A senior United Nations official said that cooperation with Iran was “good” Oct. 29, a day after the head of the UN’s nuclear watchdog agency said that there was no evidence that Iran was working to build nuclear weapons.

Arriving in Tehran for a new round of talks, Olli Heinonen, deputy director of the UN International Atomic Energy Agency (IAEA), expressed optimism that the negotiations with senior Iranian officials would prove fruitful.

Speaking on U.S. television Oct. 28, IAEA chief Mohamed ElBaradei said: “Have we seen Iran having the nuclear material that can readily be used in a weapon? No.

“Have we seen an active weaponization program? No.”

The Islamic Republic is “still at least a few years away” from making a nuclear weapon, he emphasized, noting that this gave the international community enough time to seek a diplomatic solution to the dispute.

Iran maintains that it is developing nuclear power exclusively for peaceful purposes.

After Secretary of State Condoleezza Rice recently accused Iran of “lying” about the aim of its nuclear program, ElBaradei warned that U.S. saber rattling could bring disaster. Rice claimed that there was “no doubt” that Tehran wanted the capability to build nuclear weapons and has deceived the IAEA about its intentions. And Vice President Dick Cheney has threatened “serious consequences” if Iran were found to be working toward developing a nuclear weapon.

President Bush last week raised the specter of “World War III” if Iran were to figure out how to make nuclear weapons, and announced new, even harsher penalties against the Iranian military and state-owned banking systems so as to press the world financial system to cut ties with Tehran.

ElBaradei said that he is worried about the growing rhetoric from the United States, which, he noted, has focused on Iran’s alleged intentions to build a nuclear weapon rather than on evidence that the country was actually doing so. If there was actual evidence, he said, he would welcome seeing it.

“I’m very much concerned about confrontation, building confrontation, because that would lead absolutely to a disaster,” ElBaradei stressed.

He added: “I see no military solution — the only durable solution is through negotiation and inspection.
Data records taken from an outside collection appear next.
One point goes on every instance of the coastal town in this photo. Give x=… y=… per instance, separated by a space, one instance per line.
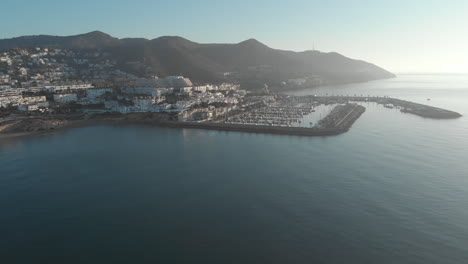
x=44 y=88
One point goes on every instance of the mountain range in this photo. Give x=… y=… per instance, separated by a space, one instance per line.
x=250 y=62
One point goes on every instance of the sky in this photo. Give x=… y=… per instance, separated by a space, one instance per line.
x=403 y=36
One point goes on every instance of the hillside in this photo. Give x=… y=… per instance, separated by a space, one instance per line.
x=249 y=62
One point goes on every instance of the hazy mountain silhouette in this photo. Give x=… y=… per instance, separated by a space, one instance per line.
x=250 y=60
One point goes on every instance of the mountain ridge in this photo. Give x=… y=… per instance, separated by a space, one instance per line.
x=250 y=62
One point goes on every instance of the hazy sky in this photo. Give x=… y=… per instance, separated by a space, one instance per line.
x=399 y=35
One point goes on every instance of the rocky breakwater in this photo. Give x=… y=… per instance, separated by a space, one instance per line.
x=31 y=125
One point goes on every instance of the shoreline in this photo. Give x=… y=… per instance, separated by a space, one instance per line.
x=291 y=131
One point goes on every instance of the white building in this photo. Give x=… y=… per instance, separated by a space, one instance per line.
x=28 y=107
x=65 y=98
x=97 y=92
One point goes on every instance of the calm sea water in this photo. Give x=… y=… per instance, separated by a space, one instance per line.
x=392 y=190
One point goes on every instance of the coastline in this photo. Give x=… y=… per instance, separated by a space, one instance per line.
x=292 y=131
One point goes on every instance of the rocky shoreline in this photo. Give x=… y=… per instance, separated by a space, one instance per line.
x=152 y=120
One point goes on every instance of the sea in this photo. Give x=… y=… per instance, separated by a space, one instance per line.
x=394 y=189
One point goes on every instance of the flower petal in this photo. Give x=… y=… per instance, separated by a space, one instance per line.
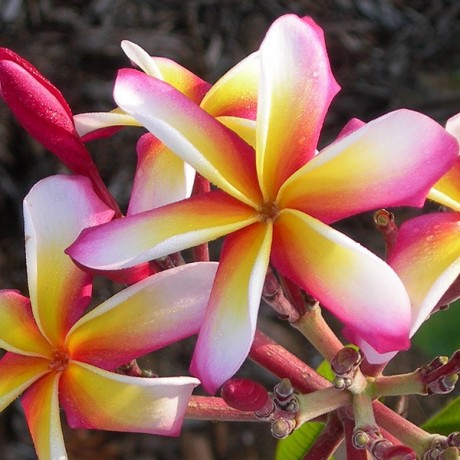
x=18 y=373
x=427 y=259
x=447 y=190
x=41 y=407
x=350 y=281
x=161 y=177
x=167 y=70
x=43 y=112
x=141 y=237
x=373 y=167
x=18 y=330
x=246 y=129
x=94 y=398
x=296 y=88
x=228 y=329
x=195 y=136
x=235 y=94
x=149 y=315
x=56 y=210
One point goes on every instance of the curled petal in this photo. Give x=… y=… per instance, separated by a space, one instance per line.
x=228 y=329
x=373 y=167
x=168 y=71
x=41 y=407
x=56 y=210
x=195 y=136
x=245 y=128
x=427 y=259
x=151 y=314
x=18 y=330
x=447 y=190
x=141 y=237
x=18 y=373
x=350 y=281
x=94 y=398
x=235 y=94
x=161 y=177
x=296 y=88
x=98 y=125
x=43 y=112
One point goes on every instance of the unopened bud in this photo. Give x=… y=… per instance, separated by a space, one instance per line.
x=451 y=453
x=443 y=385
x=282 y=428
x=245 y=395
x=454 y=439
x=360 y=439
x=384 y=450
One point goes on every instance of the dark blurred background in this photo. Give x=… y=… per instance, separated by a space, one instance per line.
x=385 y=54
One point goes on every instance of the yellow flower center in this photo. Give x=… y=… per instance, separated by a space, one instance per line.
x=268 y=211
x=60 y=360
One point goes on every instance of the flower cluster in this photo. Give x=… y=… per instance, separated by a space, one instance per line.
x=237 y=159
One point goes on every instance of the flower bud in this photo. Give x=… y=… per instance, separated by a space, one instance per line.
x=244 y=394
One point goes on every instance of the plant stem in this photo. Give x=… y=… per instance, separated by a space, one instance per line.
x=320 y=402
x=313 y=326
x=212 y=408
x=282 y=363
x=407 y=433
x=398 y=385
x=328 y=440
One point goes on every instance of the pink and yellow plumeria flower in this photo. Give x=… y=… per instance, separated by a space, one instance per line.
x=278 y=201
x=44 y=113
x=161 y=176
x=426 y=255
x=58 y=357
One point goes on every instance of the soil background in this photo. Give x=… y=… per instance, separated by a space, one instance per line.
x=385 y=55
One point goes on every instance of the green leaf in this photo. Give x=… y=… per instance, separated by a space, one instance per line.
x=295 y=446
x=446 y=421
x=439 y=334
x=324 y=369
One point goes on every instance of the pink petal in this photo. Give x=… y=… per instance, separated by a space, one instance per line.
x=41 y=407
x=296 y=88
x=213 y=150
x=235 y=94
x=350 y=281
x=149 y=315
x=18 y=329
x=372 y=168
x=161 y=177
x=168 y=71
x=447 y=190
x=427 y=259
x=56 y=210
x=94 y=398
x=141 y=237
x=43 y=112
x=228 y=329
x=18 y=373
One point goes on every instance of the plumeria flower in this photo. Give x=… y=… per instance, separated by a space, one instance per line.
x=161 y=176
x=427 y=252
x=44 y=113
x=278 y=201
x=59 y=356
My fear is that, if we continue to escalate from both sides, we will end up in an abyss.”

In September, ElBaradei said, “I would hope that everybody would have gotten the lesson after the Iraq situation, where 700,000 innocent civilians have lost their lives on the suspicion that a country has nuclear weapons.”

Meanwhile, regarding another major charge leveled against Iran’s leadership by the Bush administration — namely, that Tehran is supplying Iraqi insurgents with armor-piercing EFPs (explosively formed penetrators) responsible for “killing Americans” — a prominent U.S. foreign policy analyst begged to differ this week.

Gareth Porter, writing for Inter Press Service, said official documents show the U.S. military command has known for some time that Iraqi machine shops have been producing their own EFPs for years. He said the historical evidence shows Iraqi insurgents probably got the design and technology from other sources, possibly Hezbollah, who used them against Israeli forces in southern Lebanon.

Several EFP factories have been found by U.S. military forces in Iraq, Porter said.

Morning Star, The Associated Press and Inter Press Service contributed to this story.